Gregg McArthur, McArthur Towel & Sports CEO, has been producing licensed sports towels for years, including Steeler fans’ beloved Terrible Towel.
Since 1997, McArthur's Baraboo company has produced the most famous rally rag of all, the golden scrap of terrycloth that frenzied Pittsburgh Steelers fans know as "The Terrible Towel." McArthur Towel & Sports has produced millions of them over the years. Now, with the Steelers heading to their third Super Bowl since 2006, the firm is cranking out hundreds of thousands more. This time McArthur's plans to do so with a possible bonus. They hope to produce "Titletown Towels" for the equally frenzied fans of the Steelers' opponent, the Green Bay Packers.
"It's the perfect storm," McArthur said Tuesday as he awaited final approval from the National Football League on the Packers' item. "We're calling it Towel Wars - the Terrible Towel vs. the Titletown Towel."
This war has lots of winners. There's McArthur's company, of course, which sells the towels to retailers who charge $7.99 to $9.95 for them. Then there are the employees at Chippewa River Industries, which prints the towels under contract with McArthur. The Chippewa Falls firm is a nonprofit that employs people with physical and mental disabilities, and the potential double run of rally towels is giving it a big boost. This particular project is keeping about 50 people with disabilities employed. The company started printing Terrible Towels Sunday night and will expand from two to three shifts if its gets a go from McArthur on the Titletown Towel.
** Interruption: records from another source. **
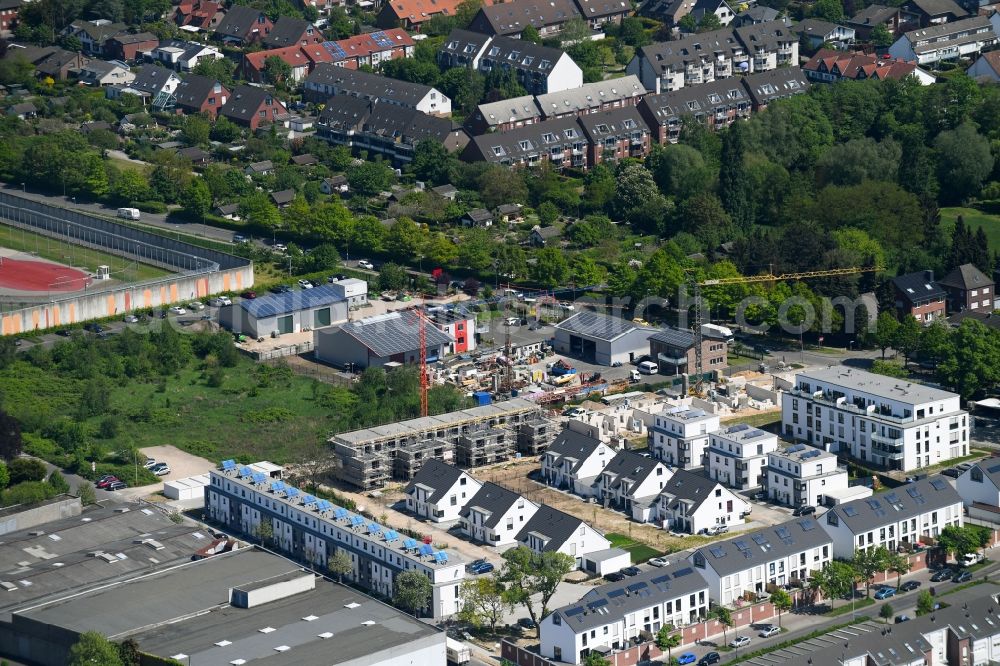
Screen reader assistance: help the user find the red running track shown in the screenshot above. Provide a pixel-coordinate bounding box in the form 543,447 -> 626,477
0,257 -> 90,292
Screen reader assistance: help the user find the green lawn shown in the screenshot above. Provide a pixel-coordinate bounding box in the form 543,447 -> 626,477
941,207 -> 1000,252
0,224 -> 170,282
604,532 -> 663,564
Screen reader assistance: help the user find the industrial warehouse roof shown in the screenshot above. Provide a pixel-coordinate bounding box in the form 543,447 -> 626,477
336,310 -> 454,358
691,518 -> 832,576
825,475 -> 962,534
555,560 -> 708,633
240,285 -> 344,319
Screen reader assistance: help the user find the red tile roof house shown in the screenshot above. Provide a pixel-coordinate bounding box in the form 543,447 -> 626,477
104,32 -> 160,62
174,74 -> 230,119
333,28 -> 414,69
219,86 -> 288,131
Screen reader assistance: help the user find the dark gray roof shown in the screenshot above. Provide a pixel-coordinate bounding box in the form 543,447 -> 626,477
660,469 -> 719,514
460,481 -> 521,528
601,450 -> 667,486
546,428 -> 601,472
825,475 -> 962,534
517,504 -> 583,552
340,310 -> 453,358
472,0 -> 580,35
553,560 -> 708,633
215,5 -> 264,39
691,518 -> 832,576
404,458 -> 463,502
263,16 -> 317,49
743,67 -> 809,106
560,310 -> 638,341
892,271 -> 945,303
938,264 -> 993,289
One more towel twist: Revenue from Terrible Towel sales benefits Pennsylvania's Allegheny Valley School, which cares for more than 900 people with intellectual and developmental disabilities. Over the last 15 years, the nonprofit has received more than $3 million in royalties from sales of the towel and such offspring as "Terrible" baby bibs, totes, earrings, ties and gloves.
The fact that the Steelers are Dallas-bound is nothing but good as far as Dorothy Gordon, chief development officer for Allegheny Valley School, is concerned. "Certainly, it will mean wonderful things for the Terrible Towel," she said. Lemanski sees it as a virtuous circle: Disabled people in Wisconsin help make something that helps disabled people in Pennsylvania. And, of course, there's all the exercise Packers and Steelers fans will get on Feb. 6, waving their towels madly in the air.